Dim Sum: a Cantonese Institution
The culinary art of dim sum started with the Silk Road and the Chinese tradition of yum cha, which translates into English as to drink tea. The need for a place to rest for tired travellers gave rise to building teahouses along the road. When it became known that tea was a digestive aid, teahouse owners began to add snacks to their menu.
These snacks, now known as dim sum, are bite-sized portions of steamed buns, dumplings and rice noodle rolls containing a range of ingredients including beef, chicken, pork, shrimp, and vegetables. Often, they are served with soups, steamed green vegetables and congee, and always accompanied by tea.
Dim sum, which translates to touch the heart, evolved the relaxing practice of yum cha into a lively experience. Thanks to its small portion size, dim sum is best shared among friends and family in order to sample the different varieties. Tradition surrounding dim sum remains an integral part of life in the Cantonese community. The elderly will gather for dim sum following their morning exercises, and it holds a significant place in the family, as extended family members will usually get together each weekend at dim sum. While conventionally it was eaten for breakfast or lunch, today many restaurants will now serve dim sum at dinner time and for take-out to cater to students and office workers.

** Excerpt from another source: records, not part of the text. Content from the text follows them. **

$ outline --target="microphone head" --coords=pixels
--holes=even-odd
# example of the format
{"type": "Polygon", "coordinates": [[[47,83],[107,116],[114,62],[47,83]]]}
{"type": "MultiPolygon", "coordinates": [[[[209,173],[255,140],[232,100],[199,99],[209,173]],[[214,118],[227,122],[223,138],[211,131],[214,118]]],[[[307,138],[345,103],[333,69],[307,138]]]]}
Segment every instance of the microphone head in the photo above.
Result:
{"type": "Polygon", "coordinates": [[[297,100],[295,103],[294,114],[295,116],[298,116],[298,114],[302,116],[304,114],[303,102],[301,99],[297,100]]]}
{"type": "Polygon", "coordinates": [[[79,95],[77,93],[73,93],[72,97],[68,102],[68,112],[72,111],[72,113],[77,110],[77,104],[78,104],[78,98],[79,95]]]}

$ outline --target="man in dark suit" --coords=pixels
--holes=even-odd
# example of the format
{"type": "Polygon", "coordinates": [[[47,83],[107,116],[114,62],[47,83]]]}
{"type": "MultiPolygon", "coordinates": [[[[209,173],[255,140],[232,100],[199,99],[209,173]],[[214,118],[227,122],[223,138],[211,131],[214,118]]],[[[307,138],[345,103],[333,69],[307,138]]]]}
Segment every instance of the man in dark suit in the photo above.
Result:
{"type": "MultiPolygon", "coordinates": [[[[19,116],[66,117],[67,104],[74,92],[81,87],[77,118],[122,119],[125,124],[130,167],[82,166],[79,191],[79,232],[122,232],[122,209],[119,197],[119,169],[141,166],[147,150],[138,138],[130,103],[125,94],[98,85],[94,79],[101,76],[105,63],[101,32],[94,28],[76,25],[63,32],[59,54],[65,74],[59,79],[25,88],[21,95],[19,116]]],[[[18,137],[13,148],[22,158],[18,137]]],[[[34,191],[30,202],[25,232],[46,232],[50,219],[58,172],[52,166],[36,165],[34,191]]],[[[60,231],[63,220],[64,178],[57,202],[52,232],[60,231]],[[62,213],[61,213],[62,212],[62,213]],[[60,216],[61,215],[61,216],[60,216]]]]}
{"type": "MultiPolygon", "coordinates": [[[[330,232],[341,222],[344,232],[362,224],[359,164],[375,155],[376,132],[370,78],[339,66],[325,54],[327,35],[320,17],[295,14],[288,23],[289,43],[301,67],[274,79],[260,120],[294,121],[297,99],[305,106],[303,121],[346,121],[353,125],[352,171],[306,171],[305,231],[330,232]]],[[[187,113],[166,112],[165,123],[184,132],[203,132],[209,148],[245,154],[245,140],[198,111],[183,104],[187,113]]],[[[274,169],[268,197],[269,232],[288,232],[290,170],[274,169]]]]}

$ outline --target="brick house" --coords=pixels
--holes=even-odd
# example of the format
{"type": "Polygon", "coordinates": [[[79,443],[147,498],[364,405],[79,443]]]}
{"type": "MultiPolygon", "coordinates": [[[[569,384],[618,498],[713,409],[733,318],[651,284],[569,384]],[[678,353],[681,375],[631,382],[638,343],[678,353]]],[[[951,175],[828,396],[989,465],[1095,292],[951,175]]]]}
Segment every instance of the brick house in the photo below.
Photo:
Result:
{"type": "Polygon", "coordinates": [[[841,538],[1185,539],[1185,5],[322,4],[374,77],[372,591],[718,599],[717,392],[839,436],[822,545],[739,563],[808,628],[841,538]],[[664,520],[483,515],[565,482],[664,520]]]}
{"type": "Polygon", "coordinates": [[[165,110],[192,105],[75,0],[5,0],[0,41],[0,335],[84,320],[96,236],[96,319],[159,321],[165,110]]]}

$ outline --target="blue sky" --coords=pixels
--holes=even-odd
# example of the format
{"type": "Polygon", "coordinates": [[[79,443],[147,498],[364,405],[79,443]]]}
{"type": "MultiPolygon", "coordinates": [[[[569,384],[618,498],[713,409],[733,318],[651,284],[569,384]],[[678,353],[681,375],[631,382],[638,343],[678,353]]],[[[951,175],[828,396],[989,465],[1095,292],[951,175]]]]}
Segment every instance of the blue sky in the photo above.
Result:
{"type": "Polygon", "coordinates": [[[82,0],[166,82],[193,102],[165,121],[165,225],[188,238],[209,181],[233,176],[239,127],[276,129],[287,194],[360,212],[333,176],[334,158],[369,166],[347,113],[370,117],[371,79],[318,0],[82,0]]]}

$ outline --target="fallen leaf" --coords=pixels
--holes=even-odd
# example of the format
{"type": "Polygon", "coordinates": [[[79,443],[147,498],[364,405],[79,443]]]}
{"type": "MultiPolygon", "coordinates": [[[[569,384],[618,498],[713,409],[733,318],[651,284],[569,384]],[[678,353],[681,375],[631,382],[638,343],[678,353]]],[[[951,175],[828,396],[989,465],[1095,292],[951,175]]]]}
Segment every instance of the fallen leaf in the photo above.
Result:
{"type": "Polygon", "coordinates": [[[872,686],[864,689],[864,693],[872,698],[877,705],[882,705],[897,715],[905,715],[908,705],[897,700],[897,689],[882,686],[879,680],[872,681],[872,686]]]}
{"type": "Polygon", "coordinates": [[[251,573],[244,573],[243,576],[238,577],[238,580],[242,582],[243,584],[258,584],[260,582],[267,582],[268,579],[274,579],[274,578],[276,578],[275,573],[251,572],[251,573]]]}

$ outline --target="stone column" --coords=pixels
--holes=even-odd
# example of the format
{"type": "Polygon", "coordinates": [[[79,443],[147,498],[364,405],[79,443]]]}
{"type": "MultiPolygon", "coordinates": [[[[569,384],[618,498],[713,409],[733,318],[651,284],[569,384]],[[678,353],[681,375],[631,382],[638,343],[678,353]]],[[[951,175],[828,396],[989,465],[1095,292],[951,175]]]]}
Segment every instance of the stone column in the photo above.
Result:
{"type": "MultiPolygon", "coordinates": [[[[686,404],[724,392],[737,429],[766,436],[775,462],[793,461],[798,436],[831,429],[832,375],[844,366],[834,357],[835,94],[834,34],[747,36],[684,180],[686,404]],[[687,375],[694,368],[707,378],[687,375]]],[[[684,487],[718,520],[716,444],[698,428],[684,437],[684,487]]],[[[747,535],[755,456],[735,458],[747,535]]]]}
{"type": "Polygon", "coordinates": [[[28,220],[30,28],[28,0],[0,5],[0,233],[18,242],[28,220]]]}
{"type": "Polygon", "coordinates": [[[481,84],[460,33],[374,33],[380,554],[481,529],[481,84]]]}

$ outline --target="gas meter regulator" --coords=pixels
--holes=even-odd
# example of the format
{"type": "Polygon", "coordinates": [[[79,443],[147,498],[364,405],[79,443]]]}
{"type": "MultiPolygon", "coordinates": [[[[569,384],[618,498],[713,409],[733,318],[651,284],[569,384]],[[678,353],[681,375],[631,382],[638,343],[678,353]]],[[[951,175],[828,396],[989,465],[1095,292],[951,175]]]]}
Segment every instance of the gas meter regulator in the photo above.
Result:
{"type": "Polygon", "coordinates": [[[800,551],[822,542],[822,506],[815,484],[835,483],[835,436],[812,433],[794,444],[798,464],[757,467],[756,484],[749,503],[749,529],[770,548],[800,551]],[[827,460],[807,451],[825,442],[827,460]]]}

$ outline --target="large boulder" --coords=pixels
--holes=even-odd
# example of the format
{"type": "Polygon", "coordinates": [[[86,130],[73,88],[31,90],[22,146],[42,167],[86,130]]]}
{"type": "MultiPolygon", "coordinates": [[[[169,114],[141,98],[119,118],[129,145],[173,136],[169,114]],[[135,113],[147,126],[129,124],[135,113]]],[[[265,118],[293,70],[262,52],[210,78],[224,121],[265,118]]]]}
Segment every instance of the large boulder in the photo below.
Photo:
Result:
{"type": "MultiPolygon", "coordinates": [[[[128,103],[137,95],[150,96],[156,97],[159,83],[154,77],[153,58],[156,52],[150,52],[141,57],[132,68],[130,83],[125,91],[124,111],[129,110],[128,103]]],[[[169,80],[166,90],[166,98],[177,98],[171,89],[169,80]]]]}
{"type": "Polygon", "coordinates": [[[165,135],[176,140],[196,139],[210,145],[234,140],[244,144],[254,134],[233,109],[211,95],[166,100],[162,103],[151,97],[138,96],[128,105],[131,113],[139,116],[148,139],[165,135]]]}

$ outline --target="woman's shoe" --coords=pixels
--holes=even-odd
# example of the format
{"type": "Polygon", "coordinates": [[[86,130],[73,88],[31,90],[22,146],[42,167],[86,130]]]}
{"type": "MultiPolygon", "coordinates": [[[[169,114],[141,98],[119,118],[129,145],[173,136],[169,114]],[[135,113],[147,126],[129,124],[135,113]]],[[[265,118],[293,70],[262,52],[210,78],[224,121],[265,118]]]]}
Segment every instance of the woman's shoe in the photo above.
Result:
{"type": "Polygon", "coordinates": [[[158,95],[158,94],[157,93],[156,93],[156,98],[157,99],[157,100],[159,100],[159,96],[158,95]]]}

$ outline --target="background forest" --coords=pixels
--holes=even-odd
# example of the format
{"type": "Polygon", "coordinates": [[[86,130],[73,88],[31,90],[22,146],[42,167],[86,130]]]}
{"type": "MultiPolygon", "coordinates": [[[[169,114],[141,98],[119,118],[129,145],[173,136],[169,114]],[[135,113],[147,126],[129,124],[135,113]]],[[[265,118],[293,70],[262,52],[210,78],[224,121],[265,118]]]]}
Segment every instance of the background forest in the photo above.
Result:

One helpful bookmark on your phone: the Ultimate Dim Sum Guide as a fool-proof resource to help you navigate a typical menu, with photos, descriptions and English-Cantonese translation.
Tim Ho Wan
Tim Ho Wan is one of the most famous spots for dim sum in all of Hong Kong and is probably the most affordable Michelin-starred restaurant in the world! If you show up at prime lunchtime (around 12:30 p.m. or so), expect a 20-to-30 minute wait for a table.
For Italian fare with a view, head to Isola, where home-style food is served in a stylish setting and paired with a panorama of Victoria Harbour and the stunning skyline of the Kowloon peninsula. I always order any one of their thin-crusts pizzas and a Negroni.
If you’re in search of something with a bit more of a local feel, try Kin’s Kitchen. They specialize in Cantonese comfort-food classics with a modern twist, offered on an easy-to-follow menu. Their barbecued pork (char siu) and smoked chicken are not to be missed.
Michelin-Starred and Exclusive Rooms
8 ½ Otto e Mezzo Bombana
This is one of the best restaurants in town, and I’m not the first to say it. (It is the only Italian restaurant outside of Italy to bear three Michelin stars!) Be sure to book as far in advance as you can.
Find this two Michelin-starred restaurant inside the lavish Landmark Mandarin Oriental. A small spot with a fun flair, enjoy a wide-selection of caviars or a 10-course tasting menu to sample an array of the chef’s concoctions.
China Club has remained the top exclusive place since its opening in 1991. Located inside the old Bank of China building, this place exudes class, adorned with paintings and sculptures by Chinese artists and a Bosendorfer grand piano resting discreetly in the corner of the dining room.
The experience at Aqua is all about the stunning 360-degree vantage point over the city (the neon-infused skyline is one of the world’s best), though their Japanese-Italian fusion menu is sure to impress, too. Make sure you get a table up front and marvel as twinkling city lights bounce off the water of the bay.